Although a healthy yield, the bond issue covers only a small part of a $237 billion spending Petrobras hopes to implement through 2017 as it taps into extreme depths of the Atlantic to build deep-water oil fields and a vast network of production and delivery.
Brazil's rise as a major oil producer also reconfigures the global oil scene and its umbilical link to geopolitics with what some analysts see as a gradual eclipsing of Persian Gulf suppliers, including Iraq, Saudi Arabia and sanctions-bound Iran. Rising U.S. energy output is also seen to be playing a part in that likely shift toward the Western Hemisphere.
Petrobras production, recorded at 2.2 million barrels of oil equivalent last year, will reach 5.7 million in 2010, Chief Executive Officer Maria das Gracas Silva Foster told the Offshore Technology Conference in Houston.
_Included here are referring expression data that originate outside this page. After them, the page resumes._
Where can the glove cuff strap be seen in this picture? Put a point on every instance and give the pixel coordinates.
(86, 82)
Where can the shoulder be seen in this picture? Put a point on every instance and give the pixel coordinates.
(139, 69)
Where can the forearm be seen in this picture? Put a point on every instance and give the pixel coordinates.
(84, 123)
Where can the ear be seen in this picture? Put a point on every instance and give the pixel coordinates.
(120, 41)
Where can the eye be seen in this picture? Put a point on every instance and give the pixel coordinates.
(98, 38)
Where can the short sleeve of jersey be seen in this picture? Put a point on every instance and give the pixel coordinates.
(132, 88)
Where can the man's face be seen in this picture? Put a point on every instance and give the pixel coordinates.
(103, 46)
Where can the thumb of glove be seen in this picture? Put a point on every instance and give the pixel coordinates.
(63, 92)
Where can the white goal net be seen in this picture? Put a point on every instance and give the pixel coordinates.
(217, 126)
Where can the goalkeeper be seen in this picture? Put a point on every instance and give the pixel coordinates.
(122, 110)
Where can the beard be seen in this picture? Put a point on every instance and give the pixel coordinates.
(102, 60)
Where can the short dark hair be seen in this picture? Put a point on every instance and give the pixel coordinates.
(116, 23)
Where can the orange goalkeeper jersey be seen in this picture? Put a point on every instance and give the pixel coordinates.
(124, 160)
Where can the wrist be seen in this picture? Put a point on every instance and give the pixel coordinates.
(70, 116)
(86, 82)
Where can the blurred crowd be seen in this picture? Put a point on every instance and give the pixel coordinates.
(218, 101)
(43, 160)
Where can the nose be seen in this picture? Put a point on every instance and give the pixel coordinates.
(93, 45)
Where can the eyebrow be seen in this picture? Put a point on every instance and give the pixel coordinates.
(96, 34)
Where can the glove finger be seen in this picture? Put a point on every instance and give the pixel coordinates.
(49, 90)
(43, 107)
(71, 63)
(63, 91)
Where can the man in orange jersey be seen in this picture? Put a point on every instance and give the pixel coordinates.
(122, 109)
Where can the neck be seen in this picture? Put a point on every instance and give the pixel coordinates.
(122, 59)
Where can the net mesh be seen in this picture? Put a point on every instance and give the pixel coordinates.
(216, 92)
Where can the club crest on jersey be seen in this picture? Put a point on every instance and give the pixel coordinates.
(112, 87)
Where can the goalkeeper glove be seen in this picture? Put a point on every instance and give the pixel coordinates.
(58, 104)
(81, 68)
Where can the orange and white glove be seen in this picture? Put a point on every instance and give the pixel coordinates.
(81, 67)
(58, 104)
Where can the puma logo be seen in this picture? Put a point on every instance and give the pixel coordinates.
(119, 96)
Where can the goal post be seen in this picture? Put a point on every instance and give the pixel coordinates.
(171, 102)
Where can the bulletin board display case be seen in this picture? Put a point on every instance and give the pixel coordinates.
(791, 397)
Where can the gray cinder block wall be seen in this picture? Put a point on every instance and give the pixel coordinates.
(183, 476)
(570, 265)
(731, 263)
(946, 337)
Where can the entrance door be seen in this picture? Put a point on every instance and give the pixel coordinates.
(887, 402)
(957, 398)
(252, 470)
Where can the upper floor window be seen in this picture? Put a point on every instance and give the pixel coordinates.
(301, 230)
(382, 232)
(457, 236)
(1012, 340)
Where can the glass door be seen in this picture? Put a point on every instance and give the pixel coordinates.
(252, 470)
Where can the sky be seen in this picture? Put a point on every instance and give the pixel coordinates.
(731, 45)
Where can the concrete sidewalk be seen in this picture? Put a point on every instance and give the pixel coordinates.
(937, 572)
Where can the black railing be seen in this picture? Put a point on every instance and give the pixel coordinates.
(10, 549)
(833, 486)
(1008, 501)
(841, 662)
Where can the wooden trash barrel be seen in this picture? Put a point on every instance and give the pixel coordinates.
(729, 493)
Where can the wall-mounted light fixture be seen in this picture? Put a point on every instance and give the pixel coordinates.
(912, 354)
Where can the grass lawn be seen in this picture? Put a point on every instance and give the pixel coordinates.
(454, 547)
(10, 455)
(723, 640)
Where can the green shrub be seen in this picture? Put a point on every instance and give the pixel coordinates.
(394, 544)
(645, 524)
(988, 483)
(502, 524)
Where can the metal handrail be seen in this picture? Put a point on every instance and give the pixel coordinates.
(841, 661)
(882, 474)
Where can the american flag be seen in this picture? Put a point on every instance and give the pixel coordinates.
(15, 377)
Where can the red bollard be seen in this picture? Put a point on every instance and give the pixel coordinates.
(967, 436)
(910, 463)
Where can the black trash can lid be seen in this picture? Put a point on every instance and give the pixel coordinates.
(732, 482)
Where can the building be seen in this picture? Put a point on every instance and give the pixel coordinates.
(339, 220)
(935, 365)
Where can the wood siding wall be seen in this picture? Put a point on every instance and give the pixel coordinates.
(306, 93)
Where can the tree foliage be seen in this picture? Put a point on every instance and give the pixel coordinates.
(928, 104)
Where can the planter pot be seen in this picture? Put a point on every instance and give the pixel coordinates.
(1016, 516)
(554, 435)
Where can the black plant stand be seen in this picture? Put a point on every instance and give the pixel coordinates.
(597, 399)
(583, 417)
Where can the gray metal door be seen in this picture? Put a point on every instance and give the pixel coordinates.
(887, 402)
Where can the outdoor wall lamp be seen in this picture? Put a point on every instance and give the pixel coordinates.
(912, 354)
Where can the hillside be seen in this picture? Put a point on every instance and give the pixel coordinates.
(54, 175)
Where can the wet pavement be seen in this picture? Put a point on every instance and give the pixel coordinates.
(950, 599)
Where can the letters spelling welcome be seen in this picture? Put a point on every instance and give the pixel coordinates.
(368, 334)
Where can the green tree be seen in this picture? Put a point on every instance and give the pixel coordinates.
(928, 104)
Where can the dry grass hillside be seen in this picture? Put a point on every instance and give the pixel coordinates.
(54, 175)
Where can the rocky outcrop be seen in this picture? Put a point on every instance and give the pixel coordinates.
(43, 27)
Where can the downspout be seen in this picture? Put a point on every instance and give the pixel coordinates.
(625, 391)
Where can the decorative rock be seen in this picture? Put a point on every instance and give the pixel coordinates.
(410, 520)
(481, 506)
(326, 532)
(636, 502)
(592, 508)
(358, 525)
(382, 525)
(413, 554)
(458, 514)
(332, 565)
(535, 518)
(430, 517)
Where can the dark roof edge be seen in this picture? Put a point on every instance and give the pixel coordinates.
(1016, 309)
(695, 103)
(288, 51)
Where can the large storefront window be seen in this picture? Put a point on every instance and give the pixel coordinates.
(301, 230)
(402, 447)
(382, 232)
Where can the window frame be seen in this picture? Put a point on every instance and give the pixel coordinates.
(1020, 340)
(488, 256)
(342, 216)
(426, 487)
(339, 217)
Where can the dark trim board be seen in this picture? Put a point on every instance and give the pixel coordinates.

That's destined to give Petrobras -- and Brazil -- unprecedented clout, when taken together with the country's rise as a major aviation, defense and security manufacturing hub in direct competition with U.S., European and Russian companies.
Brazil wants a permanent U.N. Security Council representing all of South America and the Caribbean.
This week's bond offering, the largest by a Latin American country, captivated investors concerned about slow growth or deepening recession in industrial economies that are members of the Organization for Economic Cooperation and Development. Brazil isn't an OECD member. Chile is, but its economy is struggling to catch up with Brazil's buoyancy.
Brazil's cleverly crafted debt sale gives Petrobras novel flexibility with the $11 billion split into six tranches of terms that are said to range from 3-30 years. Investor bidding response was more than four times the clinched amount, indicating the markets' hunger for emerging-market profit potential.
Petrobras will use the money this year on exploration and production. Investors expect the company will return to the financial markets next year for more, as will investors with growing appetites.
Not all is rosy in oil-linked Latin American financial markets, though. Venezuela's state-run Petroleos de Venezuela S.A. also excited investors in 2007, when the going was good for that country, but Venezuela is in a variously interpreted recession for the past three years, despite being a major oil exporter.
Brazil's growth, too, has slackened, and investors know that an oil price crash -- widely considered unlikely but never far from the horizon, defying the pundits as before -- will reflect both on Petrobras fortunes as well as on the future quality of the money it borrowed.
The bond issue preceded this week's government auction of oil and natural gas rights in Brazil, the first for five years.
Petrobras comments indicate the company is hedging on a continued rise of interest in its pre-salt energy development plans.
"We (Petrobras) have made 53 discoveries in Brazil during the last 14 months," Foster told conference delegates in Houston. "In the pre-salt alone there were 15 discoveries," she added.
"Petrobras' reserves have the potential to double in size and reach 31.5 billion barrels of oil equivalent in the coming years."
The company's investments increased at a rate of 21.5 percent a year since 2000 and reached $42.9 billion in 2012.
Investments in research and development during the period grew 18.3 percent a year and in 2012 reached $1.1 billion. Petrobras' investment plan for the 2013-17 period amounts to $236.7 billion, Foster said.